The December 2024 update
The BIS issued the most recent update to the export controls on December 2 2024. This update didn’t affect chip exports, and focused more on expanding the list of targeted Chinese entities and preventing the export of high-bandwidth memory (HBM) to China. The new rule sets a limit of 2 GB/s/mm^2 on the bandwidth density of exported memory units.
This rule by itself would have prevented the export of all of the chips we’ve discussed in this post so far, as typical bandwidth densities for the HBM units of these GPUs is probably around 5 times larger than the 2 GB/s/mm^2 threshold. However, the control explicitly states that this rule only applies to HBM units sold by themselves, not to chips which come with co-packaged HBM. The upshot is despite speculation that low arithmetic, high bandwidth GPUs such as the H20 were going to be next on the ban list, it looks like NVIDIA will be able to continue exporting them to China for the next year.
The updated rules might have a more significant impact on China’s ability to manufacture chips domestically, as China relies on external suppliers such as SK Hynix and Samsung for HBM. However, as H20s match the price-performance of China’s best domestic chips and their export to China remains legal, the December 2024 update hasn’t changed anything when it comes to the balance of current hardware capabilities between the US and China.
What’s going to happen next?
If we assume that the US doesn’t relax existing export controls in the future, then as hardware progress continues the gap in training price-performance between the best US chips and the best chips that can be exported to China will continue to widen. At some point, we expect the gap to be so large that China will get a better deal by manufacturing chips domestically compared to buying them from the US. The important question is when this will happen.
If the US only relied on export controls on chips, then the current four year gap seems to be the best the US can do because the Ascend 910B is a rough equivalent of the A100. However, the US has more levers to pull when it comes to preventing the export of key components and manufacturing equipment to China, and it’s unclear if China can still produce many Ascend 910Bs without these imports.
I would guess the training price-performance gap between the US and China will remain roughly the same for the next few years, because Chinese efforts to catch up to the technology frontier will be offset by increasing US restrictions on components and equipment that China can import.

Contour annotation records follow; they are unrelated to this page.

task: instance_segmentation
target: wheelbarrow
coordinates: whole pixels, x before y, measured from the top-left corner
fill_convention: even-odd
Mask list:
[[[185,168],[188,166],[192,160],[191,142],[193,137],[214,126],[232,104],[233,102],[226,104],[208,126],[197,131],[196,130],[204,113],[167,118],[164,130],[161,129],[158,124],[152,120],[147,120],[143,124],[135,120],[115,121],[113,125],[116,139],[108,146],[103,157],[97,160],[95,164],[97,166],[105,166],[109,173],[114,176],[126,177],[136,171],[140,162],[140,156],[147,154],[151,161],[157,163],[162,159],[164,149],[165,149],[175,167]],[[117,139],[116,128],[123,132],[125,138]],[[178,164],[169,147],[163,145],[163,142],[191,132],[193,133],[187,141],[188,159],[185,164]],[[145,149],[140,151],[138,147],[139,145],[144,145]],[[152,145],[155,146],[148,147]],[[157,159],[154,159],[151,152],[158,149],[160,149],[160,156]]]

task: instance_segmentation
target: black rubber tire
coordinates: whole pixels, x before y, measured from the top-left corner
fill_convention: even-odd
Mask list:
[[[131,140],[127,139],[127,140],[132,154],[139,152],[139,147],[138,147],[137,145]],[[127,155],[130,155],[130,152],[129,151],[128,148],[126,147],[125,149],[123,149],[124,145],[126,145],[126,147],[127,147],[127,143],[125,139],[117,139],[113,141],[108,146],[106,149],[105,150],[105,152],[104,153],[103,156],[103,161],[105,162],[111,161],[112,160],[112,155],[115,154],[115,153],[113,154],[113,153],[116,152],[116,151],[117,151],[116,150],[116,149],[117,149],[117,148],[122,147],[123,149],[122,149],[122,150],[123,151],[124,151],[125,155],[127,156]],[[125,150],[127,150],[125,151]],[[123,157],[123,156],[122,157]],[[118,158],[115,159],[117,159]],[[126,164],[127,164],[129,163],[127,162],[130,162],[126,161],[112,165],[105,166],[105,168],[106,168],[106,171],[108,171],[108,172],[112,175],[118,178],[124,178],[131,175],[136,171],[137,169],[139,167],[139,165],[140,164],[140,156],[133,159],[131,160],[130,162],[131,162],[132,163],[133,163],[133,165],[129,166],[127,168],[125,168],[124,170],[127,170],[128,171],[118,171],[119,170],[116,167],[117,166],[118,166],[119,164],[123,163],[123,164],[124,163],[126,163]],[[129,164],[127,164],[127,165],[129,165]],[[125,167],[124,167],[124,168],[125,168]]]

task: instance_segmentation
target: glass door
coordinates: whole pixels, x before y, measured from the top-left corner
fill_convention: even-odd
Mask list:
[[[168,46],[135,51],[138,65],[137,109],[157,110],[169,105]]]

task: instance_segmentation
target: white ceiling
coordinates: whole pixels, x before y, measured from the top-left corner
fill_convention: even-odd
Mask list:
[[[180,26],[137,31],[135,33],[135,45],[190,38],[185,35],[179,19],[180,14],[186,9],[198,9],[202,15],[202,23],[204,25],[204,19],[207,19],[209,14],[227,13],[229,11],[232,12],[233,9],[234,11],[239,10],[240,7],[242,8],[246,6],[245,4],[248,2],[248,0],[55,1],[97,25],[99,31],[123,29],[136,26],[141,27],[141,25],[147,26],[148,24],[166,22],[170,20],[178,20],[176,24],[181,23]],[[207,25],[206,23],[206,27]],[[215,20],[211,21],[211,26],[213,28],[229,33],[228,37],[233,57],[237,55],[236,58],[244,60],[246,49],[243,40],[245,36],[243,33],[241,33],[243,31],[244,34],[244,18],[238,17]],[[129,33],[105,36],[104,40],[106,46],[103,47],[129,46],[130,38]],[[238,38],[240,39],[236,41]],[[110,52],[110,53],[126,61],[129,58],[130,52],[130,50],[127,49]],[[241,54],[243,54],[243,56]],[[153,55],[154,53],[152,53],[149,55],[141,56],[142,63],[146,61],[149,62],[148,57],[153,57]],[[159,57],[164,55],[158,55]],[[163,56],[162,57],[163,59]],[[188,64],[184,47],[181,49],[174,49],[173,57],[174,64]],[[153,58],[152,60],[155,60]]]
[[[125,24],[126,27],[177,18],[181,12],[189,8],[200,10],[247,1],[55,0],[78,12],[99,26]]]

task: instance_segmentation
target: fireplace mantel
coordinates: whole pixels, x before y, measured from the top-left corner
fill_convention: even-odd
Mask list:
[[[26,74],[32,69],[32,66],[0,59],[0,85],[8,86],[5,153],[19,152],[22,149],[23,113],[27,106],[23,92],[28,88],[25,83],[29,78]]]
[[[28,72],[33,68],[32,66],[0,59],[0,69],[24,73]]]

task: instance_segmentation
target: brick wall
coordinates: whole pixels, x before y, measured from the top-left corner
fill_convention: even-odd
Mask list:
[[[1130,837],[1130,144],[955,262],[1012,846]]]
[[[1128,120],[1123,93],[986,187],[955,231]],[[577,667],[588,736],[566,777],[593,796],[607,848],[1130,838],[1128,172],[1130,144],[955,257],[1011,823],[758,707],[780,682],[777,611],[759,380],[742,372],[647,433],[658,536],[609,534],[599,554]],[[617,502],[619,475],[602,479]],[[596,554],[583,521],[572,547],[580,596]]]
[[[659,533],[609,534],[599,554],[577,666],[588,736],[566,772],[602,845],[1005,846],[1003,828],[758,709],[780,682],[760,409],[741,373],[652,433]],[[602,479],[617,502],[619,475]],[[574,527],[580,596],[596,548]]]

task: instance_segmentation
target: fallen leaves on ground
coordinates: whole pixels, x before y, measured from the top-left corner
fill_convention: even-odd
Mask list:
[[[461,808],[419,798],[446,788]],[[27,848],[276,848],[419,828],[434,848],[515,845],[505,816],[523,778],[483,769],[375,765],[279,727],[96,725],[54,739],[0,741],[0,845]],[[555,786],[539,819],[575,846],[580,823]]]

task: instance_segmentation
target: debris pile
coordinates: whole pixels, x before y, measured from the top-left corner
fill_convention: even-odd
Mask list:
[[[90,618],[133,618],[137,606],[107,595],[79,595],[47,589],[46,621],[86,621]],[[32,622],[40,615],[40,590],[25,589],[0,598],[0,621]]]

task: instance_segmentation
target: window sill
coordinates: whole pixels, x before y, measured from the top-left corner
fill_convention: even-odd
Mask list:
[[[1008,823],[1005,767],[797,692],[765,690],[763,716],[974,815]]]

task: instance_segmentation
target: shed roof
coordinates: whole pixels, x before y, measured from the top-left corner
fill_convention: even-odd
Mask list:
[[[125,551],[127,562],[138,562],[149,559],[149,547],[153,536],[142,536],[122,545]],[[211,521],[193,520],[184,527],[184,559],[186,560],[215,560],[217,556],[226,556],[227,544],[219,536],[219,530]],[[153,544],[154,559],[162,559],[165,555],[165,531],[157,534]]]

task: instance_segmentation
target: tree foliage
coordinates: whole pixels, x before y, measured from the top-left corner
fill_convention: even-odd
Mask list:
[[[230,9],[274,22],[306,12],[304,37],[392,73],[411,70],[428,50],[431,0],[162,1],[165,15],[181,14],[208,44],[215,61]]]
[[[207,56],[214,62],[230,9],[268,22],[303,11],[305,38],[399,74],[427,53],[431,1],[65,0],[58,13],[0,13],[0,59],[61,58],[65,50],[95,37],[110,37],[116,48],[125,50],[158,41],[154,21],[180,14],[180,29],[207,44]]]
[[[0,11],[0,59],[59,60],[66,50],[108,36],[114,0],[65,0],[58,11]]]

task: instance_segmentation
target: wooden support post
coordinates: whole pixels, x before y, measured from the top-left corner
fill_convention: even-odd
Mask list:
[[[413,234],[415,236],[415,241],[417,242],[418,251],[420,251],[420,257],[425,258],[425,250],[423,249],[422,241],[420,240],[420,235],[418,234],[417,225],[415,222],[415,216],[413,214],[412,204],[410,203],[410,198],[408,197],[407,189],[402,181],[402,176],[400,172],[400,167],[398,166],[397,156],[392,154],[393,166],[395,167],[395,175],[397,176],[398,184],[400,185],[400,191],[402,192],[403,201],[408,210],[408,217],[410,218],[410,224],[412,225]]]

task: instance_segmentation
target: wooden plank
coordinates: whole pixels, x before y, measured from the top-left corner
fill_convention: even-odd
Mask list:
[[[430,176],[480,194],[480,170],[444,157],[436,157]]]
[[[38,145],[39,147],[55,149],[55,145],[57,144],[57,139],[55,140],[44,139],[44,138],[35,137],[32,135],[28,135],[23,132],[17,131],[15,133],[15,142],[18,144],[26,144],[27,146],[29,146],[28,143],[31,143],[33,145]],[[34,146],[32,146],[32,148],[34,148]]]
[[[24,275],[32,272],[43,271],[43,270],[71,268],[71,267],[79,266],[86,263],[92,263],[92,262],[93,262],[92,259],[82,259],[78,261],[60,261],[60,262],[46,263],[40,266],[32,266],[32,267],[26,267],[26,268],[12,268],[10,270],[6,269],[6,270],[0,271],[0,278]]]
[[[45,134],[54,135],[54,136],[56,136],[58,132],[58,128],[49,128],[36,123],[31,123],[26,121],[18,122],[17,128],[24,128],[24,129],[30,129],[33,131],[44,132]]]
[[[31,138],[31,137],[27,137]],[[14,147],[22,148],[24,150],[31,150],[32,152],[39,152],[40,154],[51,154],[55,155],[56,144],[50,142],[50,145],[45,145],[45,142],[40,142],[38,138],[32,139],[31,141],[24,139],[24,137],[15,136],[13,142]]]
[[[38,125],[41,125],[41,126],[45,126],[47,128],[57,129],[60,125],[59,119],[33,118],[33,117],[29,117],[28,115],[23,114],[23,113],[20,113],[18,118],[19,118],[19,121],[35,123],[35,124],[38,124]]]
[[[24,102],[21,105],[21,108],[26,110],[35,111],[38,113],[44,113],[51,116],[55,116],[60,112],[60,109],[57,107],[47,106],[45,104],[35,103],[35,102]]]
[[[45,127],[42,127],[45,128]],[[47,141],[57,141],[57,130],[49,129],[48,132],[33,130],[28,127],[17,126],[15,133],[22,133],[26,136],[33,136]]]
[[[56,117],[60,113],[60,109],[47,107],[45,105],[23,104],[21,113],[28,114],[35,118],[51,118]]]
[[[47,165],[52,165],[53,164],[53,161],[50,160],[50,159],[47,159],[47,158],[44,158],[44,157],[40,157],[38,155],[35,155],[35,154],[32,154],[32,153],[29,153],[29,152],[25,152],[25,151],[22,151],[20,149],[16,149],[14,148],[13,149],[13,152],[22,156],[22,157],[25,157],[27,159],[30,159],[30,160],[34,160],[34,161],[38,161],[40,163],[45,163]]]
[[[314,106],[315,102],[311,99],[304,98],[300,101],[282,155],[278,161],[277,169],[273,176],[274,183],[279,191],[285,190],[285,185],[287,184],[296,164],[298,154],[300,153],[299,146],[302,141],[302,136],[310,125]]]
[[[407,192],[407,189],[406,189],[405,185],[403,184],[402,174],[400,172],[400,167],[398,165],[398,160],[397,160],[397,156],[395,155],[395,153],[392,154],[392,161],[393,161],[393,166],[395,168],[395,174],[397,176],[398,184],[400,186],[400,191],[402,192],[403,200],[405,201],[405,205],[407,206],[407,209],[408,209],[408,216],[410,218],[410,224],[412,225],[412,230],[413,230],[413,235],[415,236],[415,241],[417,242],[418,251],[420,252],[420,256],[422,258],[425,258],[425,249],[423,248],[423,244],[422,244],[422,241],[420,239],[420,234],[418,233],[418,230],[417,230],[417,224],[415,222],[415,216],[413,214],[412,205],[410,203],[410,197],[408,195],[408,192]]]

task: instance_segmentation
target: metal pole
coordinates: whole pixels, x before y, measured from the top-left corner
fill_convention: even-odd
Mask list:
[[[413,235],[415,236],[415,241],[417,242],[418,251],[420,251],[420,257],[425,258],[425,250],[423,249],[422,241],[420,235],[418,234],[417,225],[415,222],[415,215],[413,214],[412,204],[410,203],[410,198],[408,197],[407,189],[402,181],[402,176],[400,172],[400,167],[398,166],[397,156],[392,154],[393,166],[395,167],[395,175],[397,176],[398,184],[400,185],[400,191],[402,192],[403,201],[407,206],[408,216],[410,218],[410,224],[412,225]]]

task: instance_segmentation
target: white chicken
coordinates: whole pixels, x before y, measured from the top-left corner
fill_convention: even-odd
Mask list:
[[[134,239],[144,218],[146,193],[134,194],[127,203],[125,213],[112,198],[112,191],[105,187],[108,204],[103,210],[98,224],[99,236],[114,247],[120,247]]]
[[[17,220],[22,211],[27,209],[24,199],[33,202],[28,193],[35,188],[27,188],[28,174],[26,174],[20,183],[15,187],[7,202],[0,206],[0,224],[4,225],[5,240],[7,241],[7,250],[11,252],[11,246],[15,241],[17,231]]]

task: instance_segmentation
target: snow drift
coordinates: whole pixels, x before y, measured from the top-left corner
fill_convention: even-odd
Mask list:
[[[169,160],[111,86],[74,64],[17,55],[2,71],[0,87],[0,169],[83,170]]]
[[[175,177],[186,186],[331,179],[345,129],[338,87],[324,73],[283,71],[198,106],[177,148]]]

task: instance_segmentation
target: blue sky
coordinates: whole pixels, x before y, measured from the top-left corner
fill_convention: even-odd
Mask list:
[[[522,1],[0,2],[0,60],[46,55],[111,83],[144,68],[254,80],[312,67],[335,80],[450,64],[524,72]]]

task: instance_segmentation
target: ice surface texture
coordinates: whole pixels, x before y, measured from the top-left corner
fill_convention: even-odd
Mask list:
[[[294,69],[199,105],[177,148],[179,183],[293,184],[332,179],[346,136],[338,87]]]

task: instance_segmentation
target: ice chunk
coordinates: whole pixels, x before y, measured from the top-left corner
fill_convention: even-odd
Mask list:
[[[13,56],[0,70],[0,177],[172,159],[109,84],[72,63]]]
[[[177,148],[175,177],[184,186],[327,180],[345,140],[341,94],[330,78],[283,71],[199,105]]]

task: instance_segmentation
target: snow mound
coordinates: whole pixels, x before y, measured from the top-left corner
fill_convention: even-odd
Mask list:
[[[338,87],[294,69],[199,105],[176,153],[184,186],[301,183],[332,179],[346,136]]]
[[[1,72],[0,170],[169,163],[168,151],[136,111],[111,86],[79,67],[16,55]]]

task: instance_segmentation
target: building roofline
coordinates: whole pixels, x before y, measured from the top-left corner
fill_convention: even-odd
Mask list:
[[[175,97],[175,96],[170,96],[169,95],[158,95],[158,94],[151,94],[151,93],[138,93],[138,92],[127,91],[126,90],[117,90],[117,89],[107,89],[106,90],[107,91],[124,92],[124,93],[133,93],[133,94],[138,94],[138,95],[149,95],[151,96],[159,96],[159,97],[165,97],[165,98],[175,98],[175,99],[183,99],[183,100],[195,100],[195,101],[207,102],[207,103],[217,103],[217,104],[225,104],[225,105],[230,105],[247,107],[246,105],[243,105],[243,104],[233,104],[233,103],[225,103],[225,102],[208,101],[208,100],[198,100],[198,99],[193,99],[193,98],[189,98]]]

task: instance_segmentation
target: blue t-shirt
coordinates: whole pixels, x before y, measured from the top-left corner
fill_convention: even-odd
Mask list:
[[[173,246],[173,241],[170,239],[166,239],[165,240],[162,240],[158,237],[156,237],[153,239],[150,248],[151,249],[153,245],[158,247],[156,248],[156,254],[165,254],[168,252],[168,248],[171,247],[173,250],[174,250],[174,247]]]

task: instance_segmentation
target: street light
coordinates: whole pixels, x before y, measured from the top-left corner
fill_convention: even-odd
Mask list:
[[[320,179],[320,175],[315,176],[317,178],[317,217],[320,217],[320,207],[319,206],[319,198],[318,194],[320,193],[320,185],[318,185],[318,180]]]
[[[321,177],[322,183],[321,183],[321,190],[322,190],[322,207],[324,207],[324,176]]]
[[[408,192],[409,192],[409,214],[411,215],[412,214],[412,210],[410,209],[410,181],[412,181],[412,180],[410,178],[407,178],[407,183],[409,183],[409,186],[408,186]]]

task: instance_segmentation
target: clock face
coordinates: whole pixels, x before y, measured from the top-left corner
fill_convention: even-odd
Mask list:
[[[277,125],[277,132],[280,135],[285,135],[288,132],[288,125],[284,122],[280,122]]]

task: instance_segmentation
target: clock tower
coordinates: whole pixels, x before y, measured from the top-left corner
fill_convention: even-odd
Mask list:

When it comes to inference, the future seems harder to predict because it’s unclear if the next revision of the export control rules will target chips with a lot of memory bandwidth or not. There is an explicit clause in the most recent update excluding these chips from being affected by controls on HBM exports, which suggests the BIS considered doing this but decided against it (as opposed to HBM concerns not being on their radar at all). I don’t have a good model of the political process that produced this result, so I can’t make a confident prediction about how we should expect it to change. There’s still a decent chance we’re going to see chips like the H20 on the chopping block next year, though.